Pyramids by Bribe
From Around the world in 120 days. Cool. Let's go. in Giza, Egypt on Jul 24 '07
We got a late start the next morning--the late night didn't help--and it was well into the afternoon when we decided to see the pyramids of Giza. We caught a cab--one of the few honest cab drivers in Egypt, and proceeded to get the run down on the best places for kofta (kebabs made from ground meat). The driver stopped and bought us water--on him--and I ate some prickly pear--common on the streets in Cairo. By the time we wove our way to Giza the pyramids were closed, but this was not something we learned until a couple "tour guides" had tried to wrestle our door open, while the car was moving, causing a giant shouting match to erupt while our driver slammed his door on the invaders' legs. A touch scary, plenty exciting, we finally confirmed the pyramids were closed and found instead guides who would take us on horseback to the pyramids, bribing the police as we went so that we could enter despite the time. I'm comfortable on horseback but it was new for some of the others, and Sarah's horse was malnourished and kept collapsing, literally, which must have been scary. We were dressed up in Arab headdresses before we got there (they were a "gift" while the sodas were ten times normal price...also a gift until they had been drunk), and then made our way across the dunes. The pyramids lift from a sea of development that laps their one edge, but there they are--magnificent, breathtakingly grand and large. We caught the sunset, and as the sky turned dusky and orange a hundred minaret calls from Cairo called out the evening prayers and, alone for a moment on horseback the instant was hauntingly beautiful, enchanting, timeless and with me even now.
It was as if we were Lawrence of Arabia, and it was a true adventure--on the way we met a camel named Michael Jackson, realized our guide had one brown eye and one blind blue eye, learned that the Sphynx's nose is in the British Museum (the thieving bastards have all sorts of colonial plunder still tucked away in their dark basements), and my stirrup broke--giving me the chance to gallop stirrupless with bribed police as an audience.

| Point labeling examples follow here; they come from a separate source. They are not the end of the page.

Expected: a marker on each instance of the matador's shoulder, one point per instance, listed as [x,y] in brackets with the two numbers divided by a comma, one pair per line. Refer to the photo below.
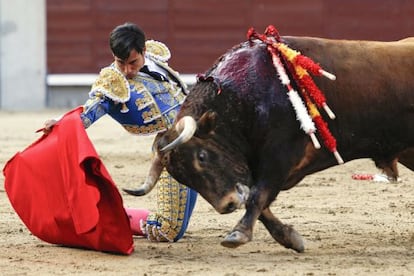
[160,54]
[112,84]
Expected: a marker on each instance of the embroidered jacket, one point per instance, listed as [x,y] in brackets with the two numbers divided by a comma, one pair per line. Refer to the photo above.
[142,105]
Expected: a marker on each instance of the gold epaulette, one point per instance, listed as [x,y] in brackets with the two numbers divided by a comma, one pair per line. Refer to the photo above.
[112,84]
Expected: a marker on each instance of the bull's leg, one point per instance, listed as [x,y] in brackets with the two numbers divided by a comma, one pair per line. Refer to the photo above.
[282,233]
[242,232]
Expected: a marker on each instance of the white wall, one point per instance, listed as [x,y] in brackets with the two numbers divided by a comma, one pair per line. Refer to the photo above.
[22,54]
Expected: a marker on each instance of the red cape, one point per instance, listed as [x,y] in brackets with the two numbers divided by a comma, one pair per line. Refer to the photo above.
[63,193]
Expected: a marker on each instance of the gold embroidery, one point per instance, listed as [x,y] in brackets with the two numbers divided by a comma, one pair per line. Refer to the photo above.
[159,125]
[112,84]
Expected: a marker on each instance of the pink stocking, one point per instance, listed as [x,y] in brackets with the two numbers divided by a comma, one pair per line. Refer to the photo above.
[135,216]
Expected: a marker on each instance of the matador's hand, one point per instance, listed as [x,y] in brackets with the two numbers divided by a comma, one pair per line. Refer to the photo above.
[48,126]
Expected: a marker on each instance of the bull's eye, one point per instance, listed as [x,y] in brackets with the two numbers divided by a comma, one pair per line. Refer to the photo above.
[202,156]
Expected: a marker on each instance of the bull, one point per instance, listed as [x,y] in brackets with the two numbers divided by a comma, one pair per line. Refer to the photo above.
[237,141]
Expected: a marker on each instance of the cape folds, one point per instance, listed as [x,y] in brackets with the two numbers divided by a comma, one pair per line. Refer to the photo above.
[64,194]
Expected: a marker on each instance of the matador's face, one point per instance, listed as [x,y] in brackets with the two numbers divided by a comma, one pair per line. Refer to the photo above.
[130,66]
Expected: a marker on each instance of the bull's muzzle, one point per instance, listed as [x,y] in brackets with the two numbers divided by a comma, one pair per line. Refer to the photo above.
[234,200]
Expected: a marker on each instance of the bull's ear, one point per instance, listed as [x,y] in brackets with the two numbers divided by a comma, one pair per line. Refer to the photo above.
[206,124]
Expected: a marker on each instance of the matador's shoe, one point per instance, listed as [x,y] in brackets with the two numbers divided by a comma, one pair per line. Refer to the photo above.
[175,204]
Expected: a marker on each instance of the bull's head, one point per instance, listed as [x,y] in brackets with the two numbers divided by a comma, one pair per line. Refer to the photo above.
[196,156]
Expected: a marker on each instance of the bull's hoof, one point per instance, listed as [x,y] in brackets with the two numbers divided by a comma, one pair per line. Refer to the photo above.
[235,239]
[296,241]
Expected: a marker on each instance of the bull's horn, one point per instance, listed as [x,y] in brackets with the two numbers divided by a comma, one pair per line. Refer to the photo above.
[151,180]
[186,127]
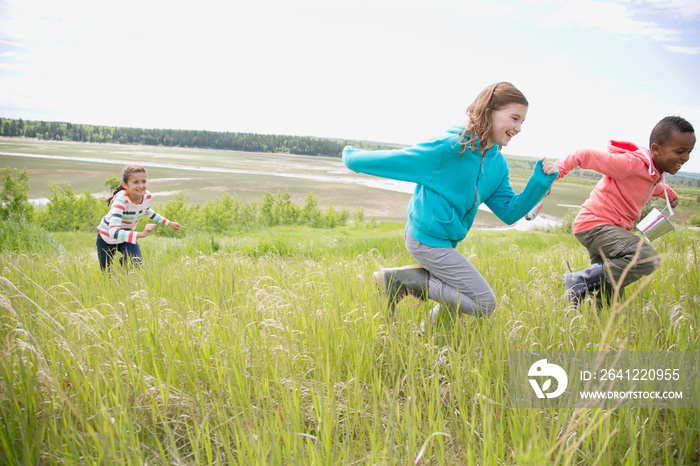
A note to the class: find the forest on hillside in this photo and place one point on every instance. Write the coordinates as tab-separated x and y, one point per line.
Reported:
250	142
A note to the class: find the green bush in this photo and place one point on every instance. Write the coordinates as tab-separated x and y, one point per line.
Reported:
14	202
67	211
21	236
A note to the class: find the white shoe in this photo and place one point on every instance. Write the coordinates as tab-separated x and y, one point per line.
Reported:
432	318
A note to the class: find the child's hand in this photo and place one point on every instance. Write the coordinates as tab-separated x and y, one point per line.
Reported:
146	230
548	167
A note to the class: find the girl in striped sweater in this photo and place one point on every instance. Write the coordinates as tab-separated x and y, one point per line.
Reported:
117	230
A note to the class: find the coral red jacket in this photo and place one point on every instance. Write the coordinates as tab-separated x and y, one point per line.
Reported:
629	181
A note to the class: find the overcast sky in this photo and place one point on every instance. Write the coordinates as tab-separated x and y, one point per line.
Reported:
385	70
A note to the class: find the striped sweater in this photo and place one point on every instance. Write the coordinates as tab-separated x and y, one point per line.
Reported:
119	225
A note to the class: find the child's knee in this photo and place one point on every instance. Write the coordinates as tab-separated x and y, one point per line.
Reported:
649	262
487	305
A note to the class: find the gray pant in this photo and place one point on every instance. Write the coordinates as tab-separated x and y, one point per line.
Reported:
454	281
618	247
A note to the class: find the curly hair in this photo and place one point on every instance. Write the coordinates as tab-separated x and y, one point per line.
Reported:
664	129
479	122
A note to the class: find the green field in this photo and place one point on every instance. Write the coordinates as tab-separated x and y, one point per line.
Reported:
273	348
272	345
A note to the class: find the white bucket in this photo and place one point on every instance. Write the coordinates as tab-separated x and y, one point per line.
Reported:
654	225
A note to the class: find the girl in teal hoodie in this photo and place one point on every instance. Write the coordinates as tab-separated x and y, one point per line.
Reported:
454	173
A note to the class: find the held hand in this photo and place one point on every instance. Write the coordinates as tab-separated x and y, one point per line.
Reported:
548	167
146	230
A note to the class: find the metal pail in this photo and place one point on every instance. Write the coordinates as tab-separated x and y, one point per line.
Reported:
654	225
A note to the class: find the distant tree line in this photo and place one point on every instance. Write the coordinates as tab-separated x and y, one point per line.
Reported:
67	210
250	142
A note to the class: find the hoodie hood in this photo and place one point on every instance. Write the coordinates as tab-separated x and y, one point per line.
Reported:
458	130
624	147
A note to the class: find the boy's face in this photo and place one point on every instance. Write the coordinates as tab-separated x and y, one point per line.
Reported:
670	156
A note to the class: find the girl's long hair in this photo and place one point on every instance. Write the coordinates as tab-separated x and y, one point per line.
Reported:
126	174
478	127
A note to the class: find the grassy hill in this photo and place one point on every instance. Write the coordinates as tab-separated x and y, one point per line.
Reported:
272	347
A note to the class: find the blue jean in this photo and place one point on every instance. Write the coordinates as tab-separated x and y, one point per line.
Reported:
106	253
454	282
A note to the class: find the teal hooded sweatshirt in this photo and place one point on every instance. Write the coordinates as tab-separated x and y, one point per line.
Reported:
450	187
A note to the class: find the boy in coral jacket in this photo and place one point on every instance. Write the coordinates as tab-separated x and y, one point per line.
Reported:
631	176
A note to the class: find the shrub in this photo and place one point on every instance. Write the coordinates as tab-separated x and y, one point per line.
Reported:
23	237
14	202
67	211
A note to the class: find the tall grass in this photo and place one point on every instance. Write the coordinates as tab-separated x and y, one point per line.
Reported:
274	348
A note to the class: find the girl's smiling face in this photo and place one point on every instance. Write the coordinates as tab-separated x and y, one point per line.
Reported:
506	123
136	186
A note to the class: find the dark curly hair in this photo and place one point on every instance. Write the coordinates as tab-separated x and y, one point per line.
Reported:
664	129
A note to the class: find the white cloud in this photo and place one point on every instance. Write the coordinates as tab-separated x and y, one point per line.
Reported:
687	10
612	17
684	49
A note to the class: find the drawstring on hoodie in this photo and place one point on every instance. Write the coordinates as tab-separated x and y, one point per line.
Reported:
663	179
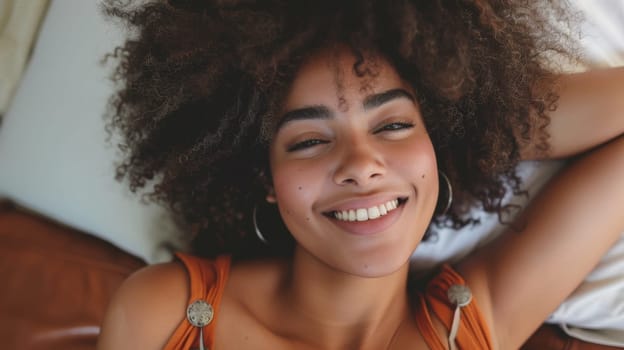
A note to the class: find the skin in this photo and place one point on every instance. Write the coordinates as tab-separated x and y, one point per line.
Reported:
346	285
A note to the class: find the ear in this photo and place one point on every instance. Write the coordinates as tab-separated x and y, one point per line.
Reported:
270	198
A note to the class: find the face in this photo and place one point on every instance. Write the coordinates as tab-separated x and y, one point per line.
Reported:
353	168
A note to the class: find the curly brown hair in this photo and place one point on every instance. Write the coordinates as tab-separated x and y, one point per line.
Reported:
201	80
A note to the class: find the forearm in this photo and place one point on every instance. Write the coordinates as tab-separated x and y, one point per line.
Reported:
590	112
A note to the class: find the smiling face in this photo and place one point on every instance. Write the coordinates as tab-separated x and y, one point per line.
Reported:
353	168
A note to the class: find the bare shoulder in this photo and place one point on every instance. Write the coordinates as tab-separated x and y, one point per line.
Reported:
146	308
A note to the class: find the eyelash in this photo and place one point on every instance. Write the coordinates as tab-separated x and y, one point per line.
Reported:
396	126
306	144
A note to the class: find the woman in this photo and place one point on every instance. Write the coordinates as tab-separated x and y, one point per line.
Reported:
339	119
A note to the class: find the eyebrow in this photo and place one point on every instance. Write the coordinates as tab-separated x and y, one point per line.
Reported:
322	112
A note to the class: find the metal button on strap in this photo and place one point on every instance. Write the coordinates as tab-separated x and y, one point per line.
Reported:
200	314
460	296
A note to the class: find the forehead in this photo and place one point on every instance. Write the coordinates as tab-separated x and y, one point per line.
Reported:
337	79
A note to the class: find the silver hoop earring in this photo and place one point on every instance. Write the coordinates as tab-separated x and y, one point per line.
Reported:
257	229
449	201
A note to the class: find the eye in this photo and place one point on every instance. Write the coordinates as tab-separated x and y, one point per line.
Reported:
394	126
305	144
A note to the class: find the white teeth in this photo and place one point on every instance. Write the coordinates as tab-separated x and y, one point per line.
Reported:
373	213
361	214
364	214
383	210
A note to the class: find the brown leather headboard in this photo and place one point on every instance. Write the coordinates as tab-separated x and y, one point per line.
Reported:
55	282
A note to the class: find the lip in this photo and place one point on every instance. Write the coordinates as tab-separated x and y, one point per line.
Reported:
363	202
369	227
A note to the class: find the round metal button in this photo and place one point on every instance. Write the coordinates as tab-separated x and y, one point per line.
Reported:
459	295
199	313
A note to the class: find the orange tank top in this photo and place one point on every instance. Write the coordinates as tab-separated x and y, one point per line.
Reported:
208	278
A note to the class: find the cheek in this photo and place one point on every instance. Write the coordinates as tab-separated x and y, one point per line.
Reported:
417	161
295	188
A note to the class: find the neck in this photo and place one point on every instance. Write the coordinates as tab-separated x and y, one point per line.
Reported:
340	310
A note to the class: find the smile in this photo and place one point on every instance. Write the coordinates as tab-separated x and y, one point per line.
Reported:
366	214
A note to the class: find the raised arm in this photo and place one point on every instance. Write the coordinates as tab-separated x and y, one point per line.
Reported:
520	279
589	113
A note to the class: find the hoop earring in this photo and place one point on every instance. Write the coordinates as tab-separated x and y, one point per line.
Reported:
257	229
449	189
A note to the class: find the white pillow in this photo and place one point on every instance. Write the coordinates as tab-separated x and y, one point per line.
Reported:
54	157
595	310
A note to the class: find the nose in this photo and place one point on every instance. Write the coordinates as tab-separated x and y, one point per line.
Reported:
359	164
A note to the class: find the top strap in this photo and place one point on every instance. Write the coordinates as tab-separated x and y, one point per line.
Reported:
472	331
207	282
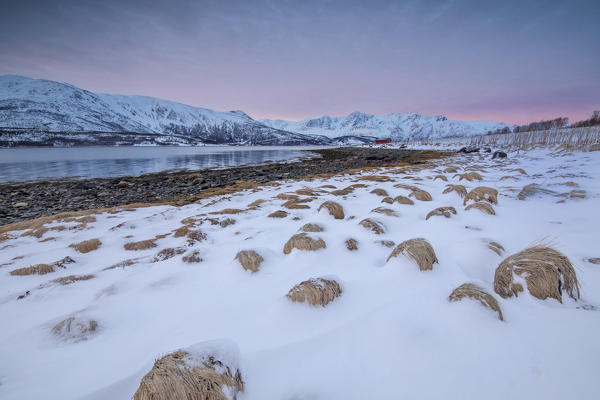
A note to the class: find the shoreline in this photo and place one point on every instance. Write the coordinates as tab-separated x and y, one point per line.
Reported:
29	200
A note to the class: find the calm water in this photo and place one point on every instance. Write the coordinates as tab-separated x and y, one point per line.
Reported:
27	164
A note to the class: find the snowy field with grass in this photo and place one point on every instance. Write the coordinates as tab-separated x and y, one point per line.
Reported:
89	302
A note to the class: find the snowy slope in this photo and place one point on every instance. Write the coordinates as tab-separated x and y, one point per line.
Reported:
59	107
397	126
391	334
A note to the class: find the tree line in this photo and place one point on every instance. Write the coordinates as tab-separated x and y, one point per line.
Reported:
560	122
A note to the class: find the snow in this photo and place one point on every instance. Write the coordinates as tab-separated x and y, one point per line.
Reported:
396	126
53	106
391	334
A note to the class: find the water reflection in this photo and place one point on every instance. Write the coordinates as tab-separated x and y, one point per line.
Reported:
27	164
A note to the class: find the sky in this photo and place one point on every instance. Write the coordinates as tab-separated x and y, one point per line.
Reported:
510	61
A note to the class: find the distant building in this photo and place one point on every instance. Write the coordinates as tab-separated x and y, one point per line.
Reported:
383	141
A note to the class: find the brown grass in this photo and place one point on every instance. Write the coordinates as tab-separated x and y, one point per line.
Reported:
386	211
546	271
122	264
67	280
75	329
173	378
371	225
228	211
532	190
256	203
315	292
496	248
421	195
249	259
459	189
375	178
471	291
193	257
334	209
87	245
141	245
482	193
278	214
419	250
442	212
469	176
312	228
302	241
482	206
403	200
42	269
379	192
352	244
168	253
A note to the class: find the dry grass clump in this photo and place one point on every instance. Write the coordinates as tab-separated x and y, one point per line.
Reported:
474	292
302	241
386	243
421	195
312	228
228	211
87	245
442	212
386	211
379	192
371	225
469	176
352	244
496	248
482	206
482	193
459	189
168	253
293	204
42	269
256	203
315	291
67	280
532	190
375	178
249	259
419	250
141	245
278	214
546	271
122	264
334	209
179	375
75	329
403	200
193	257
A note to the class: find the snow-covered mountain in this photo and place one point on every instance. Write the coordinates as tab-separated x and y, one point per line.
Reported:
395	126
46	108
44	105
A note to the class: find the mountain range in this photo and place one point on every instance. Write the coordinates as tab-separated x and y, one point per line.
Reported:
36	111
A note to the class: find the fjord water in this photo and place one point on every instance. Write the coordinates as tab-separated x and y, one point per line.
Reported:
37	163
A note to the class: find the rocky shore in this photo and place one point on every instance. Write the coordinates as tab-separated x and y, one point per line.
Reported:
19	202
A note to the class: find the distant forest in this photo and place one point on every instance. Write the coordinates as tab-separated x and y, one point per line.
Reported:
560	122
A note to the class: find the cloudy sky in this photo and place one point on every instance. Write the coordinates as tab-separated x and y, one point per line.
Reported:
512	61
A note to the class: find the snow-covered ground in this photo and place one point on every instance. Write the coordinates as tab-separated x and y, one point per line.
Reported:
391	334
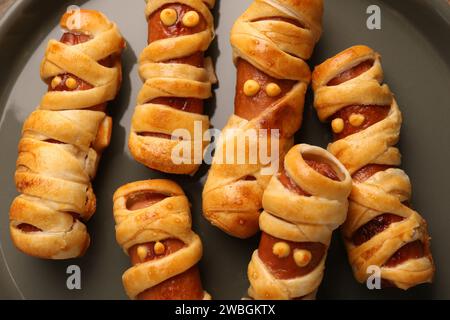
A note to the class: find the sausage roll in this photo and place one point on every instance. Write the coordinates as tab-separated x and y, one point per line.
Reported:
62	140
168	126
270	42
382	228
303	204
153	226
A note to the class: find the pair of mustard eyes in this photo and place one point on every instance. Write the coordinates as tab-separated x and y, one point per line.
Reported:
169	17
70	83
355	120
252	87
301	257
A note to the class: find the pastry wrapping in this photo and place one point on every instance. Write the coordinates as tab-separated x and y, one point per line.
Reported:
62	141
270	42
153	226
382	228
303	205
168	129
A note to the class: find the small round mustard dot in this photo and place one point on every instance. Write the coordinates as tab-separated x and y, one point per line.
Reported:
273	90
56	81
356	120
191	19
337	125
169	17
71	83
281	249
159	248
142	252
302	257
251	88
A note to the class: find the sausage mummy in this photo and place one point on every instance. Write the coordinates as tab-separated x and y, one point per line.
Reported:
382	229
153	226
303	204
62	141
270	42
177	79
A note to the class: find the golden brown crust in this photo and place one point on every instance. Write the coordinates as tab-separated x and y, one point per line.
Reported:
166	221
302	223
63	140
266	38
380	225
167	73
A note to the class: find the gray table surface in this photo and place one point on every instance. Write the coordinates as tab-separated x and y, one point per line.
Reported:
4	5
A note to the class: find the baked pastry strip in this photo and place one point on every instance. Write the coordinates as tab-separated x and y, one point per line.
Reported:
177	79
270	41
153	226
303	204
382	228
62	141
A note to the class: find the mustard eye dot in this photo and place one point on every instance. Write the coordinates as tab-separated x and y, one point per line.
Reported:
273	90
251	88
281	249
356	120
56	81
191	19
159	248
337	125
142	253
71	83
169	17
302	257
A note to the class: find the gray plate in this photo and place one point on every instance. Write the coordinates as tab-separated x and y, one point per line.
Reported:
414	42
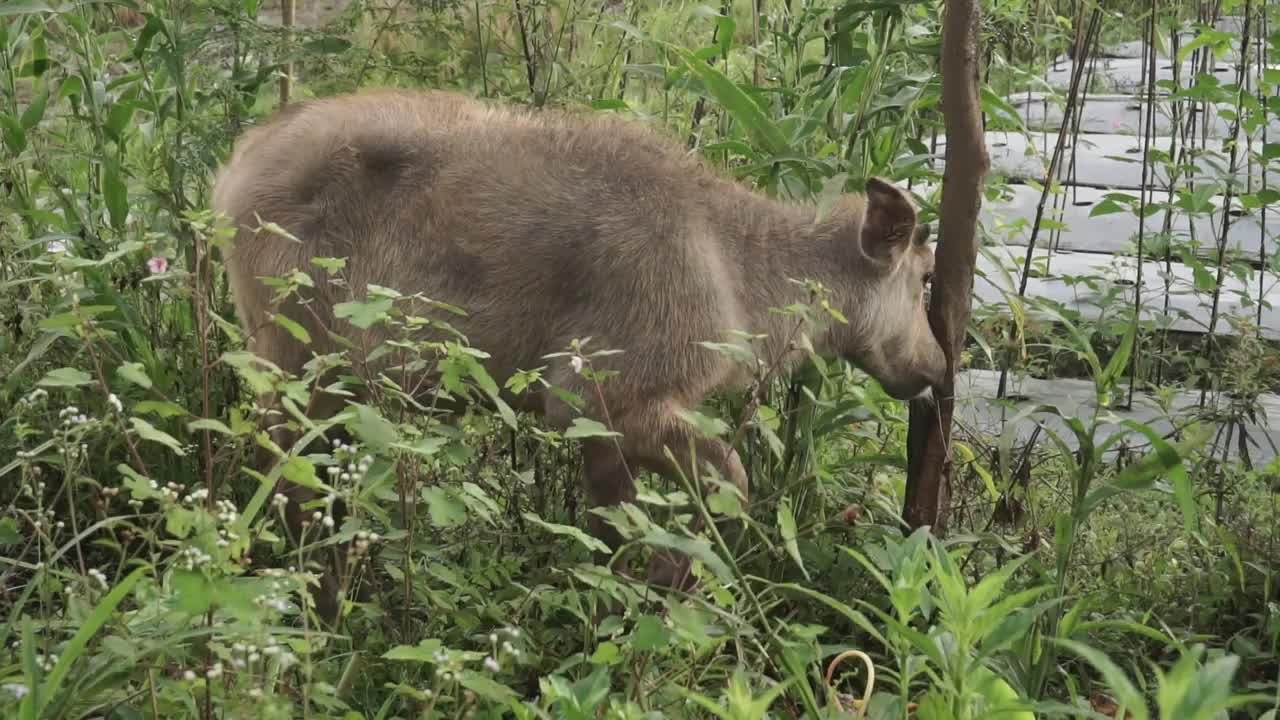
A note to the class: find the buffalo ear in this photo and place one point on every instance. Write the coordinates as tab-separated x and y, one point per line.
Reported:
922	233
888	224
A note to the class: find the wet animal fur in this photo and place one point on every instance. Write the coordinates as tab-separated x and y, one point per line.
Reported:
547	227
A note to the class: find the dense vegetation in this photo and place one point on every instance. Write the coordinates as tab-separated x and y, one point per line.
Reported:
142	568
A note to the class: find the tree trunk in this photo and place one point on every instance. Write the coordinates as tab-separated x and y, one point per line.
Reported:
928	440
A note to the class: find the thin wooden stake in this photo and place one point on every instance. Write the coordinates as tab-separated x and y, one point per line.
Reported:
928	447
287	8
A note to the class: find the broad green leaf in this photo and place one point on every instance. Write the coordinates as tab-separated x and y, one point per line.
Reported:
593	543
115	192
787	527
135	373
737	103
65	377
36	110
373	428
446	509
364	314
293	328
424	651
149	432
586	427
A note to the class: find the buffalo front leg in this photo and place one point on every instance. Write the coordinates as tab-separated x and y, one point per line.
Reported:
608	483
689	456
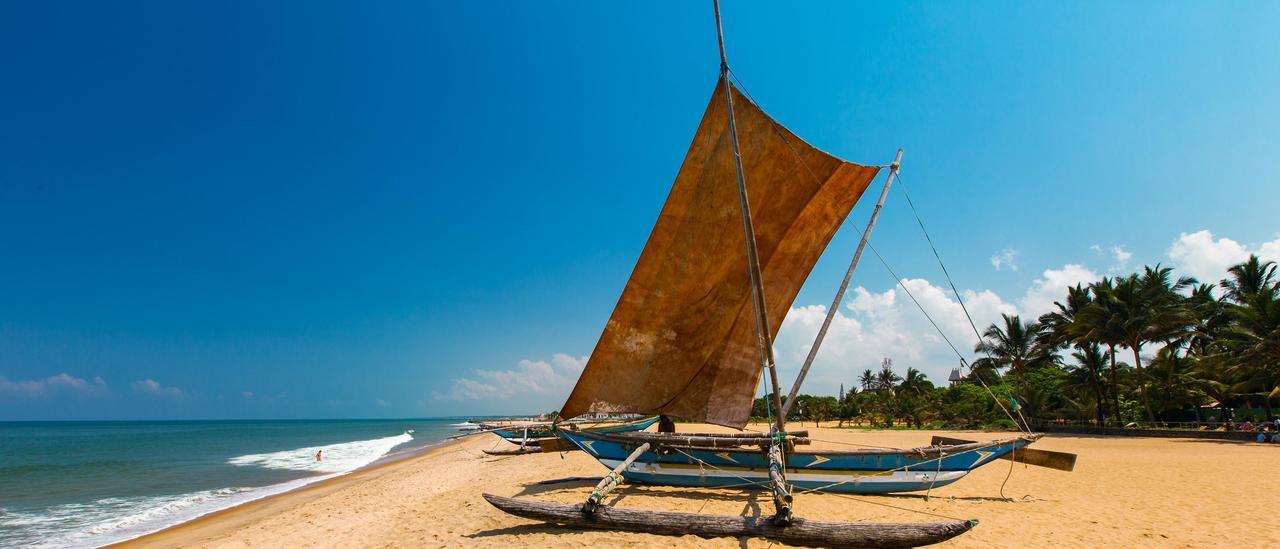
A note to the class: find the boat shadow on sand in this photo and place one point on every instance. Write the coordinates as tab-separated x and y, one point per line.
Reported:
750	509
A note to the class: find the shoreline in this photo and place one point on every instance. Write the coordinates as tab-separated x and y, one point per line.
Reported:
227	518
1125	492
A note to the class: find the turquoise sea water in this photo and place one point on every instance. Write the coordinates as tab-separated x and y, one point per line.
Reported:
94	483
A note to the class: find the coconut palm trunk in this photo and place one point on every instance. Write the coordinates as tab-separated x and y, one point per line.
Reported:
1142	383
1115	385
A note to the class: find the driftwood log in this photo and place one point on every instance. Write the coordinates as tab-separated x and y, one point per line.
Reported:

Then the horse collapsed and another fight erupted
Arriving in Giza it was dark and scary--the locals don't like horses going down their alleys and we almost got caned by a less than pleasant man. At last we got back to the hotel, and Anant, his friend Ayran, and I found an Indian restaurant run by the Oberoi--imagine that--and gorged on perfect butter chicken and lassis. Not Egyptian, but wonderful.
Later, while the others had a sleep, Anant and I went back to the casinos and caught a straight flush that paid forty to one, and we turned our collective forty dollars into two hundred. I'm not one to gamble--I hate seeing my hard-earned money go fast to no end, but in moderation, with a reasonable upper bound, which I could lose without being upset, it can be fun. Once we caught our good cards we cashed out. We were rolling high and beating the house and both of us knew it wasn't going to go on forever, so we quit while we were quite ahead.
Ahead, full, and happy, one ancient wonder under our belts.